Chernobyl. That word would surely have gotten this intelligent, well-informed man's attention, had he only been residing on Earth these last few years.

But the remarks, tapped out on the auto-sinceratron that Presidents now routinely use for such occasion, went on:

"I saw the sense of purpose people felt after the storm". The "storm" ravaged the Mississippi Gulf Coast and south Louisiana. As for New Orleans, Prof. Ray Seed of UC Berkeley says that, had the "hurricane protection system" built with federal dollars by a federal agency over four and a half decades (and never completed) been done properly, all the city would have suffered during Katrina would have been "wet ankles".

Wet ankles. Like Chernobyl, not that hard to remember, even for an intelligent, well-informed man with, as commenters here have reminded me for nearly two years, so much on his plate.

More from Planet Zarg?

"We're also working to restore protective wetlands and natural barriers that were not only damaged by Katrina but had been rapidly disappearing for decades."

See, here on Earth, "working" would indicate the allocation of resources, the expenditure of serious funds, to deal with this slow-motion disaster. What the President requested in his 2011 budget for this work is $33 million, one-tenth of the money requested for ongoing cleanup of Great Lakes waters.

The President has left New Orleans now, once again, as last October, finding it inconvenient to spend more than a few hours here. Probably a good idea. He'll get a better night's sleep back on his home planet.

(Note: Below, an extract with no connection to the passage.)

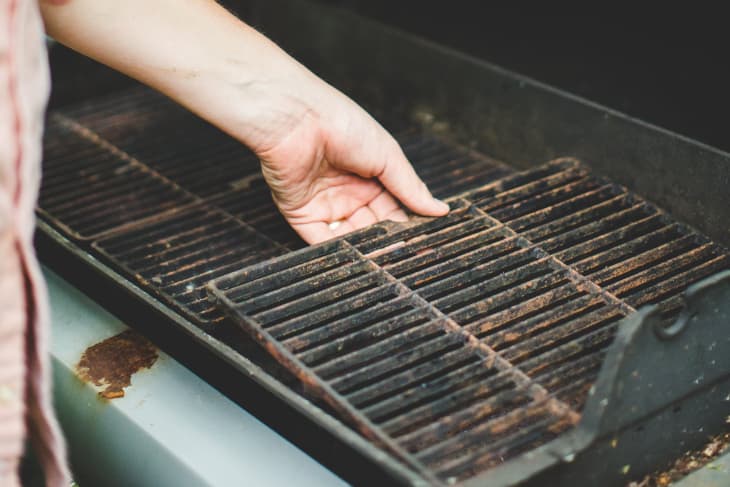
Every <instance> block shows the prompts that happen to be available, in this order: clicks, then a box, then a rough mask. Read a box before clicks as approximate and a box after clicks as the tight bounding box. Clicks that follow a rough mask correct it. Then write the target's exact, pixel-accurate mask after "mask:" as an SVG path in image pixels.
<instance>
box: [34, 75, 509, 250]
mask: <svg viewBox="0 0 730 487" xmlns="http://www.w3.org/2000/svg"><path fill="white" fill-rule="evenodd" d="M49 127H50V130H49V134H48V135H49V136H48V137H46V154H45V170H46V171H53V170H56V171H59V172H63V173H65V174H66V175H67V180H64V181H53V182H51V184H48V185H47V186H48V187H49V191H58V192H62V193H66V194H71V195H73V194H74V193H76V191H77V189H84V188H83V185H84V181H85V179H84V178H79V177H78V174H76V173H75V172H74V171H76V170H77V169H76V168H75V166H72V167H60V166H61V164H62V160H63V158H64V157H67V158H68V157H70V158H71V159H72V160H73V161H74V162H77V163H80V165H81V166H83V167H79V169H78V171H84V170H85V171H88V170H89V167H96V166H97V165H98V164H99V159H100V158H103V157H105V156H106V155H107V154H108V153H110V152H111V153H114V154H116V155H115V156H114V157H115V158H117V159H119V158H122V159H123V160H128V161H133V164H134V165H135V166H137V167H145V168H146V169H148V170H149V171H150V172H151V173H155V174H157V175H159V176H160V177H162V178H164V179H165V180H166V181H167V182H168V183H169V184H170V185H172V186H175V187H177V188H179V189H181V190H183V191H184V192H186V193H188V196H193V197H196V198H197V199H200V200H202V201H205V202H206V203H208V204H209V205H211V206H213V207H216V208H219V209H222V210H224V211H226V212H228V213H229V214H231V215H232V216H235V217H236V218H238V219H240V220H242V221H244V222H246V223H247V224H249V225H250V226H252V227H253V228H255V229H256V230H257V231H258V232H260V233H262V234H263V235H266V236H267V237H269V238H271V239H272V240H275V241H276V242H278V243H279V244H281V245H283V246H285V247H287V248H289V249H296V248H301V247H304V243H303V242H302V241H301V239H300V238H299V237H298V236H297V235H296V234H295V233H294V232H293V231H292V230H291V228H290V227H289V225H287V223H286V221H285V220H284V218H283V217H282V216H281V215H280V214H279V212H278V210H277V209H276V206H275V205H274V203H273V200H272V199H271V193H270V191H269V188H268V186H267V185H266V183H265V182H264V180H263V177H262V176H261V172H260V168H259V161H258V159H257V158H256V156H255V155H254V154H253V153H252V152H251V151H249V150H248V149H246V148H245V147H244V146H243V145H241V143H240V142H238V141H236V140H235V139H233V138H231V137H229V136H228V135H226V134H225V133H223V132H221V131H220V130H218V129H216V128H215V127H213V126H211V125H210V124H208V123H206V122H205V121H203V120H201V119H199V118H197V117H195V116H194V115H192V114H190V113H189V112H187V111H185V109H183V108H181V107H180V106H178V105H176V104H175V103H173V102H172V101H170V100H169V99H167V98H165V97H164V96H162V95H160V94H158V93H156V92H154V91H152V90H150V89H148V88H134V89H131V90H129V91H126V92H123V93H121V94H119V93H117V94H114V95H110V96H106V97H102V98H96V99H94V100H92V101H90V102H88V103H84V104H82V105H79V106H76V107H72V108H70V109H66V110H64V111H63V112H61V113H56V114H54V115H53V116H52V117H51V119H50V121H49ZM397 138H398V139H399V142H400V143H401V145H402V147H403V150H404V152H405V153H406V155H407V156H408V157H409V159H410V160H411V161H412V162H413V164H414V166H415V168H416V170H417V172H418V173H419V174H420V175H421V176H422V177H423V178H424V180H425V181H426V183H427V184H429V187H430V188H431V189H432V192H433V193H434V194H435V195H436V196H438V197H448V196H454V195H456V194H459V193H461V192H463V191H466V190H468V189H471V188H475V187H479V186H481V185H483V184H485V183H487V182H491V181H494V180H496V179H498V178H500V177H501V176H504V175H505V174H507V173H509V172H511V169H509V168H508V167H507V166H505V165H504V164H501V163H499V162H497V161H495V160H493V159H490V158H488V157H486V156H484V155H481V154H478V153H475V152H472V151H468V150H465V149H461V148H456V147H454V146H453V145H450V144H446V143H444V142H442V141H440V140H438V139H436V138H434V137H431V136H425V135H423V134H421V133H415V132H409V131H404V132H402V133H401V134H400V135H399V136H398V137H397ZM78 139H80V140H78ZM69 143H70V145H74V144H79V146H80V147H81V146H83V147H86V146H88V147H89V149H93V148H94V146H96V152H80V153H79V151H78V150H76V151H74V150H73V149H71V148H68V147H65V146H66V145H68V144H69ZM64 150H65V151H64ZM59 151H61V152H59ZM69 169H70V171H69ZM74 176H77V177H74ZM114 176H115V175H109V172H106V173H102V174H99V175H96V176H95V177H97V178H99V179H101V180H103V181H104V182H105V184H106V185H108V186H109V187H110V188H117V187H118V185H119V184H120V183H123V182H124V181H126V179H125V180H124V181H122V180H120V179H121V178H119V177H114ZM75 185H78V186H79V188H76V186H75ZM51 186H52V188H51ZM88 191H90V192H92V191H93V188H88ZM110 191H111V189H110ZM135 191H136V192H135V194H134V196H135V197H136V198H137V201H140V202H145V201H146V202H147V205H145V204H144V203H140V206H141V207H142V208H147V209H148V212H153V211H154V208H151V207H150V206H149V203H150V202H152V203H153V204H157V202H156V201H154V198H155V195H162V194H163V193H161V192H159V190H158V189H155V190H154V191H153V190H150V191H146V190H145V188H144V187H140V188H136V189H135ZM100 197H101V196H100ZM144 198H147V199H146V200H145V199H144ZM130 199H132V198H131V196H130ZM73 202H74V199H73V198H72V197H69V201H68V203H69V204H71V205H72V206H73ZM160 204H162V203H160ZM114 205H115V202H114V201H110V202H109V204H108V205H107V206H108V208H114ZM41 208H42V209H44V210H45V207H44V205H43V204H41ZM74 209H76V208H74ZM48 216H49V218H50V220H51V222H52V223H56V226H57V227H59V228H61V229H63V230H64V231H65V232H66V233H67V234H69V235H70V236H72V237H76V238H80V237H85V238H87V237H88V238H90V237H94V236H95V235H91V236H89V235H85V234H82V235H80V234H79V232H77V231H75V230H74V226H73V225H67V224H65V222H64V217H65V216H66V214H65V213H59V214H56V213H52V212H48ZM132 216H134V215H132ZM119 220H120V221H122V222H127V221H128V220H124V219H123V216H122V214H121V213H120V214H119ZM116 225H119V222H118V221H117V220H112V221H110V222H109V223H108V225H107V226H106V227H108V228H106V227H105V229H104V230H111V229H114V228H115V226H116Z"/></svg>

UPDATE TO COMMENTERS: Strangely enough, the Associated Press has the same interpretation of President Obama's semi-vague wording as I do. Right here:

Implicit in Obama's remarks was an indictment of sorts against former President George W. Bush's administration for its handling of the crisis. Obama called Katrina and its aftermath not just a natural disaster but "a manmade catastrophe - a shameful breakdown in government that left countless men, women and children abandoned and alone."